UC Berkeley granted 2 CRISPR gene editing patents amid years-long ownership battle with Broad Institute

Jessica Kim Cohen -

The U.S. Patent and Trademark Office plans to grant the UC Berkeley two patents related to CRISPR gene editing — a significant achievement for the university, which has been in a years-long patent battle with Boston-based Broad Institute over whose researchers own the technology, STAT reports.

Here are four things to know about the patents and the surrounding controversy:

1. CRISPR, which stands for Clustered Regularly Interspaced Short Palindromic Repeats, is a gene-editing technology that enables scientists to modify an organism's DNA. Many scientists consider the CRISPR-Cas9 system — which creates modified RNA segments to exploit select enzymes — to be one of the most precise and least expensive gene-editing techniques in use.

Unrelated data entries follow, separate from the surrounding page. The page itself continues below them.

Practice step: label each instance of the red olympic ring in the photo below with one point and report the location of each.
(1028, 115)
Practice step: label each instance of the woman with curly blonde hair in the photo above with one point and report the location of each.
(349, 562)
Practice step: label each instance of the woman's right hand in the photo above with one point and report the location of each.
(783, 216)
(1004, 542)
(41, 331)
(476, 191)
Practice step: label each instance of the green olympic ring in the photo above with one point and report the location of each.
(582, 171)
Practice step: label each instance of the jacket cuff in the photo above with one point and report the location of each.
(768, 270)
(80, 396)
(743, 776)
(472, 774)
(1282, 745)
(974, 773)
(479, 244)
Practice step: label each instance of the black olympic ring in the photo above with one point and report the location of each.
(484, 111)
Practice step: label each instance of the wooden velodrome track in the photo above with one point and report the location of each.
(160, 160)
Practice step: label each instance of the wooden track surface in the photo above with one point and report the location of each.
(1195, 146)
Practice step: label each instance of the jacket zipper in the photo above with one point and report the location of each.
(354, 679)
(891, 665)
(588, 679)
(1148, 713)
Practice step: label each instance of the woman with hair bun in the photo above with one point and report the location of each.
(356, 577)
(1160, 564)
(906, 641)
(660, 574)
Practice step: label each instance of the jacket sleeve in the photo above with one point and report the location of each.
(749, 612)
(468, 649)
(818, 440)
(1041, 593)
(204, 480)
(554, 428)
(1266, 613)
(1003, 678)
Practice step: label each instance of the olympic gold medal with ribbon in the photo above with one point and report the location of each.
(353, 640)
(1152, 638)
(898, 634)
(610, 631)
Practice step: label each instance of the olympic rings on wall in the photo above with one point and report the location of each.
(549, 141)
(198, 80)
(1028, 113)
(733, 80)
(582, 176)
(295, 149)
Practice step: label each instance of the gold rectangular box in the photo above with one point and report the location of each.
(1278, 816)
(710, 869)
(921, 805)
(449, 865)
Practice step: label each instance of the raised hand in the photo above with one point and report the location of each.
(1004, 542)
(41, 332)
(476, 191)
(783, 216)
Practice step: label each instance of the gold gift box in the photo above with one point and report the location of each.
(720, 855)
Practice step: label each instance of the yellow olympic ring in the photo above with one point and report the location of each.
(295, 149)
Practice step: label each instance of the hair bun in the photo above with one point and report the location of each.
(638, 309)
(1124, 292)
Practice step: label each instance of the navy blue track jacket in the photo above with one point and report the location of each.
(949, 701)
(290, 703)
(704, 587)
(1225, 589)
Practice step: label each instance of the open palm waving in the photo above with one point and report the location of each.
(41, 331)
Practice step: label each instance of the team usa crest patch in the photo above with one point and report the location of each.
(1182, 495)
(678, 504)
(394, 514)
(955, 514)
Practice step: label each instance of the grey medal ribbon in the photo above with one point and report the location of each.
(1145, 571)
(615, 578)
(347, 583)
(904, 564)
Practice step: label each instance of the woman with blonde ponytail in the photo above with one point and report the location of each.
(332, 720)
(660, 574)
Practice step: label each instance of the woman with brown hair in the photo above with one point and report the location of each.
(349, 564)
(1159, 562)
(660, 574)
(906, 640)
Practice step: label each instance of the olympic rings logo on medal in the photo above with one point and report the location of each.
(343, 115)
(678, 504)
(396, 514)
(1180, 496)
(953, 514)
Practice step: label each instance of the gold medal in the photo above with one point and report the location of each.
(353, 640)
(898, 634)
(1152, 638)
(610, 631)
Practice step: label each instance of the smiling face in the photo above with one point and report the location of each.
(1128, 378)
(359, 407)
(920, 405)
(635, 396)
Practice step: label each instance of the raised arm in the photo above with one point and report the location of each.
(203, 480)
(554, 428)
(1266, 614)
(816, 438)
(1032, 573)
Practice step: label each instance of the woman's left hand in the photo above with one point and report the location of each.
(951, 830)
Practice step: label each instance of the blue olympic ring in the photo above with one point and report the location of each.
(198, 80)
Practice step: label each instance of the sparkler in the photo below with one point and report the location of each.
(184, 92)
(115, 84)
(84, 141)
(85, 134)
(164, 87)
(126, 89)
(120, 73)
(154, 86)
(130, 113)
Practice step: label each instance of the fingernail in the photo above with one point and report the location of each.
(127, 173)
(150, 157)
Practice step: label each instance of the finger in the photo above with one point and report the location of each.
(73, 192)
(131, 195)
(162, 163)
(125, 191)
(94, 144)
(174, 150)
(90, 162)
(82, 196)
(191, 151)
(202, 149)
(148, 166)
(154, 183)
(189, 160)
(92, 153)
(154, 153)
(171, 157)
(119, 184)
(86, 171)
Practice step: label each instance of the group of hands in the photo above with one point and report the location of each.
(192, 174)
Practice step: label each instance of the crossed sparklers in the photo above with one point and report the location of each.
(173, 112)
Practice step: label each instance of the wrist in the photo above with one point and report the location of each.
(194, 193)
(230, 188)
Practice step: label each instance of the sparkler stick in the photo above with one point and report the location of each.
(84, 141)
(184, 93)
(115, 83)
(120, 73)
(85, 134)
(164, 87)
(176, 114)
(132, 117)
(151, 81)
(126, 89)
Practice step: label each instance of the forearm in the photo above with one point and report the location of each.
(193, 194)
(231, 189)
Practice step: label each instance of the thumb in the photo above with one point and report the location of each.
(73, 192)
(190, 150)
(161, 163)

2. The U.S. Patent and Trademark Office granted University of California its first CRISPR patent June 12, which covers the use of CRISPR-Cas9 to edit single-stranded RNA. The second patent, which the office plans to grant the university June 19, is more significant and foundational, according to STAT, covering the use of CRISPR-Cas9 for editing genome regions of 10 to 15 nucleotides long.

The office granted the patents to a team of UC Berkeley researchers including biochemist Jennifer Doudna, PhD, who some consider to be the creator of CRISPR, according to Futurism. Dr. Doudna's research team published what many researchers cite as the first academic paper on CRISPR-Cas9 in 2012.

3. In February 2017, the U.S. Patent and Trademark Office granted a team of Broad Institute researchers a patent for the use of CRISPR-Cas9 to modify DNA in mammals, based on research by molecular biologist Feng Zhang, PhD, which used the CRISPR-Cas9 technology to edit plant, animal and human cells.

UC Berkeley had contested the office's decision, arguing Dr. Doudna's 2012 study paved the way for Dr. Zhang's work editing mammalian DNA using CRISPR. However, the U.S. Patent and Trademark Office determined Dr. Zhang's discovery was not the "obvious" extension of Dr. Doudna's, and therefore awarded the patent on editing mammalian DNA to the Broad Institute, according to Gizmodo. Dr. Doudna's team is currently appealing the decision.

4. The U.S. Patent and Trademark Office had issued 60 CRISPR-related patents to nearly 20 different organizations as of April, according to Futurism.